By managing information more consistently, drug manufacturers, distributors and others involved in the creation of rare disease treatments can communicate more effectively with patients.
Managing Patient-Reported Outcome Data Effectively
Patient-reported outcome data (PROMs) offer great promise for capturing clinical quality measures in many rare disease treatments. Still, they remain under-utilized. While the healthcare industry has generated many tools for collecting PROs in recent years, less than one percent of clinicians currently use PROMs in their clinical workflows, Jeanette Y. Ziegenfuss and fellow researchers write in a 2022 article in the American Journal of Medical Quality.
“Routine collection of PROMs is difficult to achieve across an entire healthcare organization,” note David A. Snowdon and fellow researchers in a 2023 BMC Health Services Research article. To implement PROMs more effectively, organizations should start with a clear understanding of what information is to be collected and for what purposes.
First steps in managing patient-reported outcomes include distinguishing among patient-reported outcomes (PROs) and related concepts, including patient-reported outcome measures (PROMs) and patient-reported outcome-based performance measures (PRO-PMs). The Centers for Medicare and Medicaid Services (CMS) distinguish among these three concepts as follows:
- PROs include reports that come directly from patients. They include information on function and health-related quality of life, symptoms and their effect on the patient, and health-related behaviors like diet, exercise and smoking.
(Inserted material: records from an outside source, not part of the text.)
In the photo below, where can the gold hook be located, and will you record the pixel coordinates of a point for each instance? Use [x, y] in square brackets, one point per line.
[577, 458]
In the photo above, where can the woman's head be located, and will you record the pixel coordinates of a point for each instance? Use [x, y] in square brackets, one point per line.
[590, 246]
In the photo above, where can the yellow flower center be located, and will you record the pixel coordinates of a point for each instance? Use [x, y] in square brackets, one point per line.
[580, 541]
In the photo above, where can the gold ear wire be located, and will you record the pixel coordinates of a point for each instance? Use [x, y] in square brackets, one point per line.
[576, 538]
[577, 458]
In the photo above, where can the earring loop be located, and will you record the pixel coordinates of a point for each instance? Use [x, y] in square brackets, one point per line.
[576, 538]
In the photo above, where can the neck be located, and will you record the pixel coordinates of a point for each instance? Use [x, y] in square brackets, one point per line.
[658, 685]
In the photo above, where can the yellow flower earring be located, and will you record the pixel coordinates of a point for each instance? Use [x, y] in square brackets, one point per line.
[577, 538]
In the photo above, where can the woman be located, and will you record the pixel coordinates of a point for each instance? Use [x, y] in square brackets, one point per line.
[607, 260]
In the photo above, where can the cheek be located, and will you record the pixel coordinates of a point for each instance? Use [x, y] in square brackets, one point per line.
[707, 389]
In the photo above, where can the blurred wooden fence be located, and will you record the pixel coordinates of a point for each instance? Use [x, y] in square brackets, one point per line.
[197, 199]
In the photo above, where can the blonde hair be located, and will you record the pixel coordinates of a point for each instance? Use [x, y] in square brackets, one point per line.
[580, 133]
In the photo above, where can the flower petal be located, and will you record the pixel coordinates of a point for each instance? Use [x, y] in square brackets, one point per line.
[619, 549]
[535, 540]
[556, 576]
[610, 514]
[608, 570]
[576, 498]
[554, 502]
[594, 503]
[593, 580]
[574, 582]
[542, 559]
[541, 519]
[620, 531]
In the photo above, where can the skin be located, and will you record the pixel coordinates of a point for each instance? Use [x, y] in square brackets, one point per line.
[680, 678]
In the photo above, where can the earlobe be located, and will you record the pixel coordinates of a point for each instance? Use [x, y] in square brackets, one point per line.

- PROMs are tools that collect PRO information. They may include surveys, digital platforms, apps and similar tools.
- PRO-PMs collect patient-reported outcomes gathered by PROMs and use it to generate actionable insights. They include status assessments and inventories of patient function. PRO-PMs combine patient-reported outcome information with clinician observations and measurements to allow clinicians to compare patient outcomes over time. Some tools also allow researchers to compare patients to one another.
Using PROs effectively requires more than simply connecting with patients to gather their feedback. Clinicians and others in the healthcare field must apply thoughtful expertise in selecting PROMs, evaluating PRO-PMs, and interpreting information gathered from patients, writes Stephen C. Weber in a 2023 article in RF Quarterly.
Weber advocates the use of p-values as a starting point rather than an ending point for effective PROMs use, and suggests incorporating nuance in PRO interpretations. Thoughtful PROMs use can reduce question fatigue among patients, focus studies on clinically significant information, and tailor PRO-PM results more closely to patients’ definitions of success.
Choosing the right PROMs can help clinicians and other participants in healthcare focus on meaningful patient-reported outcomes and build better tools for assessing and comparing outcomes among patient groups. The right digital platform, for instance, will not only connect patients to providers and researchers but also guide clinicians in making more considered choices about the information requested and its contextualization in patient care.